What was Russia’s media policy before the war?
While censorship is prohibited by the Russian constitution, the Kremlin has found ways around it over the years. The most common tool used to target and penalize journalists has been the “foreign agents” law.
The law, which was passed in 2017, requires all media classified as “foreign agents” to include a disclaimer before their content stating that the material was distributed by a foreign media or Russian legal entity “exercising the duties of a foreign agent.” Capitalized text should be added to all posts, including articles, videos, and even Instagram stories.
Being labeled as a foreign agent tends to significantly reduce advertising revenue for many of these news outlets.
The all-powerful Roskomnadzor has also helped advance the Kremlin’s agenda by exerting pressure on the country’s news media. Over the decades, journalists who criticized Putin and the Kremlin have been the target of raids and criminal cases.
Putin’s attempts to rein in the Russian media began in 2000, shortly after he became president. He quickly took control of NTV, the only independent television channel in Russia. In the decade that followed, several high-profile newspapers were bought up by state-owned companies and pro-Kremlin businessmen.
The decade was also marked by several high-profile attacks on journalists, including the murder of five reporters who worked for the Russian newspaper Novaya Gazeta.

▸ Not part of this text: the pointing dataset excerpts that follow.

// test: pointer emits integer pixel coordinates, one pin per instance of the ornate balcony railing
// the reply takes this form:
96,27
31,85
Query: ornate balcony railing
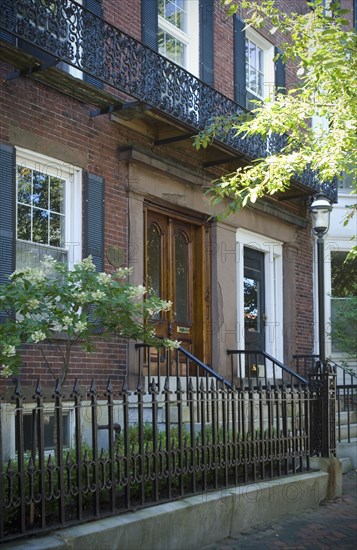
77,37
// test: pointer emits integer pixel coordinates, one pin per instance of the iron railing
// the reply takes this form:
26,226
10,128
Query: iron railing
346,394
259,367
346,400
158,364
77,37
119,451
305,364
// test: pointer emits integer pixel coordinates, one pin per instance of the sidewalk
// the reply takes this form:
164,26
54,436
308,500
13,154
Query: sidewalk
332,525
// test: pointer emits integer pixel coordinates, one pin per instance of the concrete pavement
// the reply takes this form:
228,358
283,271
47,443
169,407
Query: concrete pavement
332,525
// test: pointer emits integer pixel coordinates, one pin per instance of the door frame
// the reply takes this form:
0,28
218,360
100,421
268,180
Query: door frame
273,275
201,268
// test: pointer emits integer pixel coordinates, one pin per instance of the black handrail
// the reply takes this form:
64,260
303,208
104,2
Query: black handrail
205,367
78,37
258,353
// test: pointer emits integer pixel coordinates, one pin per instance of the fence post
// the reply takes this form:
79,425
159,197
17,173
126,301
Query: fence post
328,437
323,412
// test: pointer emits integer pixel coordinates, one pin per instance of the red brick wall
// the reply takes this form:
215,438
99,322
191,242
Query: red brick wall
28,106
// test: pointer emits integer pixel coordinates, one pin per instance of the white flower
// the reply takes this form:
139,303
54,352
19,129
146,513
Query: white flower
9,351
66,322
104,278
123,272
87,264
81,297
6,371
38,336
80,326
33,303
98,295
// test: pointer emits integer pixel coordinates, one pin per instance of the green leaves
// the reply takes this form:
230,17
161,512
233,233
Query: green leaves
324,56
59,307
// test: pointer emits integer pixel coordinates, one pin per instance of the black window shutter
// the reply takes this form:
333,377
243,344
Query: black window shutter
7,214
240,92
280,84
94,6
207,41
9,19
149,23
94,219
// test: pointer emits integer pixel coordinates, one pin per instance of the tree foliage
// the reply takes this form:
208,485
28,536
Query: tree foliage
54,307
324,52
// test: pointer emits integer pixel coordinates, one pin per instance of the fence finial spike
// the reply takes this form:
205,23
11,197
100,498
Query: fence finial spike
124,388
110,386
38,390
58,387
18,389
93,387
75,390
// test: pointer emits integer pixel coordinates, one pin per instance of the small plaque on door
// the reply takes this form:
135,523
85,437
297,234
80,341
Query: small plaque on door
183,330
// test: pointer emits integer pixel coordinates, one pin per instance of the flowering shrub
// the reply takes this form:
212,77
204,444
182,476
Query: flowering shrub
54,305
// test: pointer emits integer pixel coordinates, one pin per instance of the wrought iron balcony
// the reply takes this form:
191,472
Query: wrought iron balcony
72,35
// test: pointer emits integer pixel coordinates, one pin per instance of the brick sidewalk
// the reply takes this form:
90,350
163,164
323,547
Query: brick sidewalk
332,525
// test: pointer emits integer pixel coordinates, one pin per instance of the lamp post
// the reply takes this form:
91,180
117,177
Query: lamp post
320,211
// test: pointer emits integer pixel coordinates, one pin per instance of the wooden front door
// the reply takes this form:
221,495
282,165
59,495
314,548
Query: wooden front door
254,300
177,269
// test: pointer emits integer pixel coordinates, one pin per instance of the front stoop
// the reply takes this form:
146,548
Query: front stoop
195,521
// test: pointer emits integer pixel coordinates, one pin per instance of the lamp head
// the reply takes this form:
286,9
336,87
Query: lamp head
320,211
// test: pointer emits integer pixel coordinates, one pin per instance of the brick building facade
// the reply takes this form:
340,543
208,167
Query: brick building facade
101,115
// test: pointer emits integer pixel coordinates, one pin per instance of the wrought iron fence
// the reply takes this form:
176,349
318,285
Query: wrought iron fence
77,37
346,401
259,367
71,460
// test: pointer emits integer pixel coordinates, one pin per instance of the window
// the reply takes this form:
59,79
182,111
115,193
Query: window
345,184
31,435
178,32
343,302
254,68
259,66
48,211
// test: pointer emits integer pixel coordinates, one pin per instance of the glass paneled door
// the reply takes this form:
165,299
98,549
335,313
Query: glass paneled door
254,300
178,270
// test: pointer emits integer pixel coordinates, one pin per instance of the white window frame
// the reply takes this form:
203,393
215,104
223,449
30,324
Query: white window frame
336,245
268,63
190,37
73,198
273,274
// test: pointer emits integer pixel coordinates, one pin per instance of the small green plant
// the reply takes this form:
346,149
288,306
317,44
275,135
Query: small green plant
61,307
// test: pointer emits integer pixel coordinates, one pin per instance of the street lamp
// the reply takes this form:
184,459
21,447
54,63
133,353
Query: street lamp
320,211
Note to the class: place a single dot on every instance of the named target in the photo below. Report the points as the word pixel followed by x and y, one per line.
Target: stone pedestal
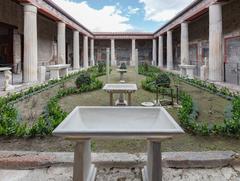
pixel 30 43
pixel 169 51
pixel 76 50
pixel 41 74
pixel 83 170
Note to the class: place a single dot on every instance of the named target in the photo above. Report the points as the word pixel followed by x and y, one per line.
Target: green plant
pixel 162 80
pixel 83 79
pixel 123 66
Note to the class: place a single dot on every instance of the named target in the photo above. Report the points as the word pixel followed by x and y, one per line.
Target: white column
pixel 132 63
pixel 30 43
pixel 85 52
pixel 61 43
pixel 92 52
pixel 154 52
pixel 184 44
pixel 160 51
pixel 113 58
pixel 169 51
pixel 76 50
pixel 215 43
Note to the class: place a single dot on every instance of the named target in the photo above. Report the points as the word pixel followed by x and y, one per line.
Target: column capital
pixel 29 8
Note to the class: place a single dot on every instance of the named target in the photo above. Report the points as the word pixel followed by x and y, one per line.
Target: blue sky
pixel 123 15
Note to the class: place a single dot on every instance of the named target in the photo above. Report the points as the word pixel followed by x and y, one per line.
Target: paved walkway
pixel 191 166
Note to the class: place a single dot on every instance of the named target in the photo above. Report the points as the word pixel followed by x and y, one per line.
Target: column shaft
pixel 160 51
pixel 92 52
pixel 154 52
pixel 169 51
pixel 61 43
pixel 85 52
pixel 215 43
pixel 132 63
pixel 30 43
pixel 76 50
pixel 113 58
pixel 184 44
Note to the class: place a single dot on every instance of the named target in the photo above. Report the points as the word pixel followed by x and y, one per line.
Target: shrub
pixel 83 79
pixel 101 67
pixel 123 66
pixel 162 80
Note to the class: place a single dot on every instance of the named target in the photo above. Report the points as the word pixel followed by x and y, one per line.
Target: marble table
pixel 8 77
pixel 153 124
pixel 122 71
pixel 188 70
pixel 121 89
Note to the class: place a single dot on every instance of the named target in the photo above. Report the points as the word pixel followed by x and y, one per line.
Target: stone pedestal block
pixel 41 74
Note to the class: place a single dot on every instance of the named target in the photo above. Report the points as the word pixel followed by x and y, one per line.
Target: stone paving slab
pixel 29 160
pixel 121 174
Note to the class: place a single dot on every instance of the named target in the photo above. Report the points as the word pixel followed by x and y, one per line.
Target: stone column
pixel 132 63
pixel 92 52
pixel 184 44
pixel 160 51
pixel 61 43
pixel 85 52
pixel 154 52
pixel 215 43
pixel 113 58
pixel 169 51
pixel 76 50
pixel 17 52
pixel 30 43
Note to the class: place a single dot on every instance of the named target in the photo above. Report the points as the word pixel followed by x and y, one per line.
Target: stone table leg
pixel 153 170
pixel 83 170
pixel 129 99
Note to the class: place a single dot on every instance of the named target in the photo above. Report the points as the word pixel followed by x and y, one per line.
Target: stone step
pixel 30 160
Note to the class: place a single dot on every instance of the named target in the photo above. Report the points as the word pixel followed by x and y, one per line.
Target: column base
pixel 145 174
pixel 92 173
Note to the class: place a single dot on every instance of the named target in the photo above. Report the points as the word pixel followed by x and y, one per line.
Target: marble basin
pixel 115 122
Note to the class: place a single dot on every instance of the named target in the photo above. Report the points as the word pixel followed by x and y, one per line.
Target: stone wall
pixel 47 33
pixel 12 13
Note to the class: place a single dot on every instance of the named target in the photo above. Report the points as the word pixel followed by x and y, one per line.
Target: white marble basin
pixel 115 122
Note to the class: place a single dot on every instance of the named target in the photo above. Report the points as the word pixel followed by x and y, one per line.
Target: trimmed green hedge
pixel 11 125
pixel 187 116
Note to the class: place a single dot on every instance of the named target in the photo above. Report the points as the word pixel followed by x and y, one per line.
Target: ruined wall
pixel 144 51
pixel 12 13
pixel 47 32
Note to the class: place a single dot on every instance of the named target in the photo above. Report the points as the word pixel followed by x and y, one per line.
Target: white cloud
pixel 109 18
pixel 163 10
pixel 132 10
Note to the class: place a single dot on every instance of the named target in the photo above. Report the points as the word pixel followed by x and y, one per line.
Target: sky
pixel 123 15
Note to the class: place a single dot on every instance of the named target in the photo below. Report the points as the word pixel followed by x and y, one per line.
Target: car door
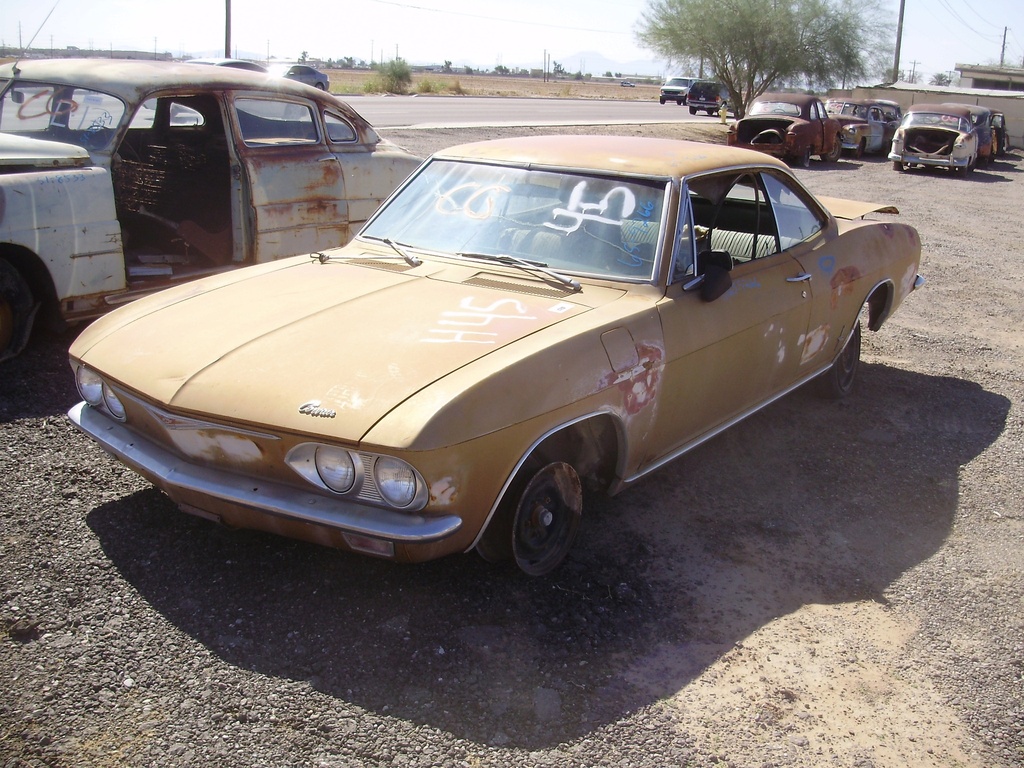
pixel 725 357
pixel 293 182
pixel 803 226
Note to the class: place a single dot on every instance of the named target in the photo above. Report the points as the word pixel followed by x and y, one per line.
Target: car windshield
pixel 571 222
pixel 936 120
pixel 60 113
pixel 775 108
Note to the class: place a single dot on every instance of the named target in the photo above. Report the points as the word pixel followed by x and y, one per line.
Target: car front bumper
pixel 242 501
pixel 929 160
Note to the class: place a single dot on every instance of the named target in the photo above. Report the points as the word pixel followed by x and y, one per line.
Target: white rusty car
pixel 523 318
pixel 937 136
pixel 123 177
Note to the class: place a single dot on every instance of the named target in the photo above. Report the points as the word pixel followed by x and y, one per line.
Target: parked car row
pixel 120 178
pixel 795 127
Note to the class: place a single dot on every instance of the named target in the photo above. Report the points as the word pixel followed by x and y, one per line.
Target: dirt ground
pixel 824 584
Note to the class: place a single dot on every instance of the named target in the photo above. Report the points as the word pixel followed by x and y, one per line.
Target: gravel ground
pixel 826 584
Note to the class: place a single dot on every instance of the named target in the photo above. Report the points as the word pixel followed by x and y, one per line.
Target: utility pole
pixel 899 40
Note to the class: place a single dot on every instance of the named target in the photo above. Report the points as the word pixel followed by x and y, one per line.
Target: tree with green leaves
pixel 752 46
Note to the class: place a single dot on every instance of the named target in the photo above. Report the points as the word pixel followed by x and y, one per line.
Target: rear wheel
pixel 836 152
pixel 838 381
pixel 17 310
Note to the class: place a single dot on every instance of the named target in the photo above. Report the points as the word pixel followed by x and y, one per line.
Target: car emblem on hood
pixel 312 408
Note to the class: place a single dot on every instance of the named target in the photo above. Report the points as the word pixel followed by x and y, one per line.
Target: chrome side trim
pixel 720 428
pixel 169 472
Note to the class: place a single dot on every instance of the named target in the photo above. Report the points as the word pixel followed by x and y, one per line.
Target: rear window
pixel 60 113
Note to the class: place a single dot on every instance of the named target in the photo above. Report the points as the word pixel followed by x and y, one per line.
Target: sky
pixel 937 34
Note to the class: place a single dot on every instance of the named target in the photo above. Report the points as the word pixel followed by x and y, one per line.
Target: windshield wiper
pixel 536 266
pixel 396 247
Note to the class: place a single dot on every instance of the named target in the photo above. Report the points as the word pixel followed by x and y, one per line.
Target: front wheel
pixel 539 524
pixel 838 381
pixel 17 311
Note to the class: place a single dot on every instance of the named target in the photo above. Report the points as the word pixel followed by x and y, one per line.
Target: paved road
pixel 457 112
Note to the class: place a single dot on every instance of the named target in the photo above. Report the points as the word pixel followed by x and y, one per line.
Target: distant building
pixel 991 78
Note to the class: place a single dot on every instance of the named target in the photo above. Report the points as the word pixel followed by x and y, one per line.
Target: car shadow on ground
pixel 807 502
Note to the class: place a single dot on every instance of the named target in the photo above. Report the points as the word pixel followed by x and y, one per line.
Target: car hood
pixel 285 345
pixel 22 152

Just last year, the European Court of Human Rights ruled that Russia failed to adequately investigate the kidnapping and murder of one of the reporters, Natalya Estemirova, in Chechnya in 2009 , reported The Guardian.
The fatal shooting of another, Anna Politkovskaya, in October 2006 was also widely and controversially linked to the Kremlin. Politkovskaya was best known for her investigative reporting on corruption and crimes during the Second Chechen War.